Both coins, and many other cryptocurrencies, can be divided into large decimal points. You might know that 0.00000001 of a Bitcoin is called a Satoshi. This is one hundred millionth of the coin.
Consequently, this means the number of coins is irrelevant when it comes to participation, as no matter how high the price, you’ll still be able to purchase low priced goods. Litecoin might have a tiny advantage in that people prefer to deal in whole numbers, but such a nuisance can be easily fixed with software, like some wallets already do, by displaying the value of BTC in dollars or another currency.

While I mentioned the 2.5 minute transaction speed, this is not the end of transaction benefits of LTC. Faster block generation means higher transaction volumes. Bitcoin would require significant changes in code to achieve this.
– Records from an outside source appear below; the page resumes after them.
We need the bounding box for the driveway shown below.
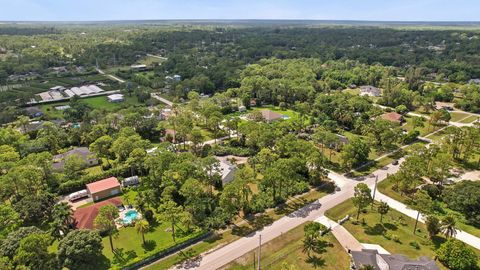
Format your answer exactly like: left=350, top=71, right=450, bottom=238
left=315, top=216, right=363, bottom=251
left=171, top=160, right=404, bottom=270
left=375, top=191, right=480, bottom=250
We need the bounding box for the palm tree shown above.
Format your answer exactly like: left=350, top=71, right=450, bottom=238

The quicker block time also reduces the risk of double spending attacks, so you can’t go wrong with Litecoin.

Basically, you could say that BTC uses 2009 technology, and LTC is two years ahead. Scalability of the Bitcoin network remains a huge problem, especially as of now, with $20 transaction fees being in place.

Altcoins such as LTC are definitely needed in the crypto market, as they propagate new technology that could possibly be one day integrated into Bitcoin. Though, I find it highly unlikely that Bitcoin will eagerly accept all the new developments in cryptocurrency tech, as its developers are ill adapted to change, on top of being constrained by technological limits.
Look at the BTC/BCH split (aka 'hard fork') – only a fraction of miners and the community followed. It might be that Bitcoin has made itself too big to fail, after all. But I believe that if developers don’t do anything, it will topple over and another coin will take its place. Where will Litecoin be when that arrives?